Automation promises to free humans from the toil of hard labour and mundane, repetitive tasks. Already there are factories in which automobiles are produced almost entirely without human intervention. China this year is set to become the largest user of robotics. Foxconn ─ the world's largest electronics manufacturing contractor and the maker of Apple products─aims to have 1 million robotic arms in their factories this year. Steve Wozniak of Apple believes that in the robotic future, human beings will be the pets of the machines:

"We're already creating the superior beings, I think we lost the battle to the machines long ago," he said.
"We're going to become the pets, the dogs of the house."

Is the endgame of our technological development to produce robots and computers of such sophistication that we will, finally, be made redundant?
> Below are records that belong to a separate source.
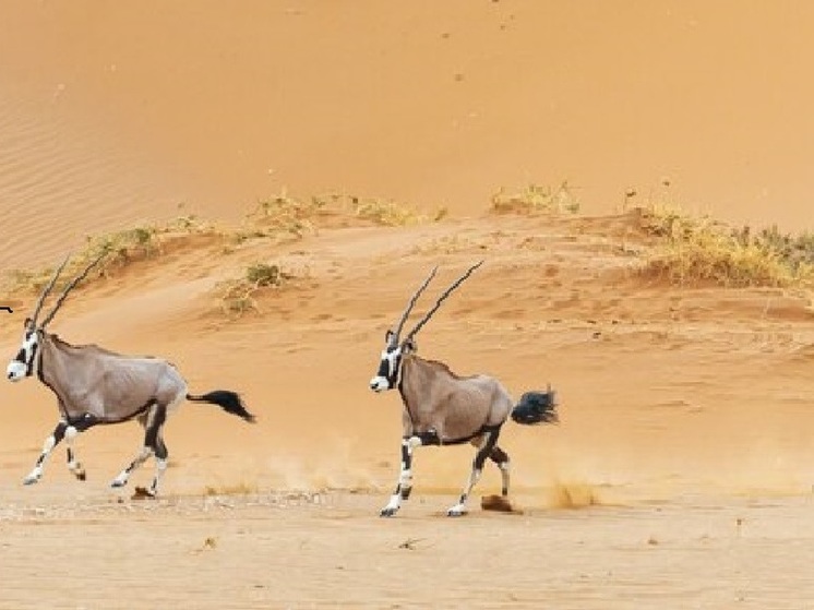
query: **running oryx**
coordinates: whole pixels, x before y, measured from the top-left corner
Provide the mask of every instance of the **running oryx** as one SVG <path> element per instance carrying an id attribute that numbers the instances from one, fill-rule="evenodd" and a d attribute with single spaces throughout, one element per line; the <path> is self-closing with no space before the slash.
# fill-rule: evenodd
<path id="1" fill-rule="evenodd" d="M 382 509 L 383 517 L 393 516 L 407 500 L 412 489 L 412 450 L 421 445 L 451 445 L 470 442 L 477 447 L 469 480 L 458 501 L 446 514 L 459 516 L 466 513 L 466 501 L 480 478 L 487 458 L 501 470 L 502 500 L 507 504 L 508 455 L 498 446 L 498 436 L 506 418 L 519 423 L 556 422 L 554 393 L 529 392 L 514 406 L 501 383 L 488 375 L 458 376 L 443 362 L 424 360 L 416 355 L 416 334 L 427 324 L 450 294 L 457 288 L 483 261 L 472 265 L 454 282 L 438 299 L 430 311 L 416 324 L 404 339 L 400 338 L 407 316 L 421 292 L 434 277 L 438 267 L 418 288 L 407 303 L 398 323 L 385 335 L 379 372 L 370 380 L 374 392 L 398 387 L 404 403 L 402 421 L 402 471 L 396 490 Z"/>
<path id="2" fill-rule="evenodd" d="M 235 392 L 216 390 L 202 396 L 188 394 L 187 383 L 166 360 L 122 356 L 96 345 L 70 345 L 46 330 L 69 292 L 103 256 L 93 261 L 65 286 L 53 309 L 39 322 L 37 319 L 43 303 L 70 255 L 65 258 L 39 296 L 34 314 L 26 319 L 20 351 L 7 369 L 10 381 L 20 381 L 36 373 L 39 381 L 57 395 L 59 403 L 59 423 L 46 439 L 34 469 L 23 482 L 31 485 L 39 480 L 46 458 L 62 439 L 68 444 L 69 470 L 77 479 L 85 480 L 85 469 L 76 459 L 72 446 L 76 434 L 96 424 L 136 419 L 144 428 L 144 446 L 111 486 L 124 486 L 131 473 L 154 455 L 156 469 L 153 482 L 148 489 L 141 491 L 155 495 L 158 481 L 167 468 L 167 445 L 161 433 L 164 423 L 184 398 L 218 405 L 249 422 L 254 421 L 254 416 L 246 409 Z"/>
What becomes of economics if it's end is to progressively make us all unemployed? Some people believe that automation and new forms of energy will lead to the dissolution of the monetary system and capitalism with it, to be replaced by scientific management of the economy in such a way as to create a post-scarcity world in which freedom can be reconciled with technology.
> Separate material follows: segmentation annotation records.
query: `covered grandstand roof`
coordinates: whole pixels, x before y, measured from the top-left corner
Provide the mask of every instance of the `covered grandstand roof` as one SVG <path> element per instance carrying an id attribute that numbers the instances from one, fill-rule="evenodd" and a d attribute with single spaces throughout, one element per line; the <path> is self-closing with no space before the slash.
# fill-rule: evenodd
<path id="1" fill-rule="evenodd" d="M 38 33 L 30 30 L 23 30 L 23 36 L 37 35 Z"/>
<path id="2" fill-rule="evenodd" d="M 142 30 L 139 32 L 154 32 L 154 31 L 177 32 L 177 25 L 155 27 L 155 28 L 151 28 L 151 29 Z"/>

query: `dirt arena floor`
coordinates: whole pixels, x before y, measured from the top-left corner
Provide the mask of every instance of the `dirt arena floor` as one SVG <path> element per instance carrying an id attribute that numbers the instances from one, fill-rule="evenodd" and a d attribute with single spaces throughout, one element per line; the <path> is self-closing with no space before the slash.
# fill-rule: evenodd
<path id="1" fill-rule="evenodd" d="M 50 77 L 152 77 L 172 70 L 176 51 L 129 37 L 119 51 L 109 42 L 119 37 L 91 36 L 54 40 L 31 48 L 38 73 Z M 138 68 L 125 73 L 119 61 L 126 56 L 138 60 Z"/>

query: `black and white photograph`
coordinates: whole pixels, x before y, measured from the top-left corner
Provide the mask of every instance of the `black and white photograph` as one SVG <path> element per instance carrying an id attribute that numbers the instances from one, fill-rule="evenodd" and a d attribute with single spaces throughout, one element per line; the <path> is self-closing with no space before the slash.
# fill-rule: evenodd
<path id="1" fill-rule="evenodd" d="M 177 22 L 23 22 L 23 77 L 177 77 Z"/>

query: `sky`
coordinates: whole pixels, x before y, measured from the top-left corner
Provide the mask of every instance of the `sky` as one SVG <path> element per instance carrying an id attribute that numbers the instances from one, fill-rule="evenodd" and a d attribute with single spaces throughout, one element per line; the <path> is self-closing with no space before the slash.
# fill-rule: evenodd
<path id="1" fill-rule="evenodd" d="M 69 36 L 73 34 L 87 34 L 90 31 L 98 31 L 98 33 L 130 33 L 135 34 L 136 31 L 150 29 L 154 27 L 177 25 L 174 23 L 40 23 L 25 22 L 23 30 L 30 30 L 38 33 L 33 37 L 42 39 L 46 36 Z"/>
 Can humanity yet rise above politics and competition to create a better world? Or will our psycho-oligarch overlords simply choose to do away with all the useless eaters? Did someone say H5N1?

Technology is patented, commercialized, designed for obsolescence and drip-fed to the masses in version numbered, disposable chunks. On Channel TED there is talk of peak oil, ocean depletion and climate disaster, even the ATM asks me to consider the environment before I print a receipt. Even if we develop a super-intelligence, is there going to be anything left?

We seem to be racing towards a zero-point where any of these scenarios could come about but I think that ultimately, we can only maintain an attitude of open mindedness and remember that apocalyptic visions and existential angst are nothing new. Human history is certainly not yet over, the future will probably prove to be something less dramatic than the extreme scenarios that play in our imaginations.

I am tired of pessimism; the human race always changes when it is in danger of death. When we start dying in the streets, we will put a stop to pollution and other atrocities. We will react out of necessity.
─ Alejandro Jodorowsky, Psychomagic

Monday, April 30, 2012

The Invisible City


January 17 1961: Dwight Eisenhower, in his farewell address to the nation, warns against the increasing power of a 'military-industrial complex.' Three days later J.F.K. is sworn in as the 35th President of the United States of America. His military briefings include the latest plans (code name: Operation Pluto) for the invasion of Cuba.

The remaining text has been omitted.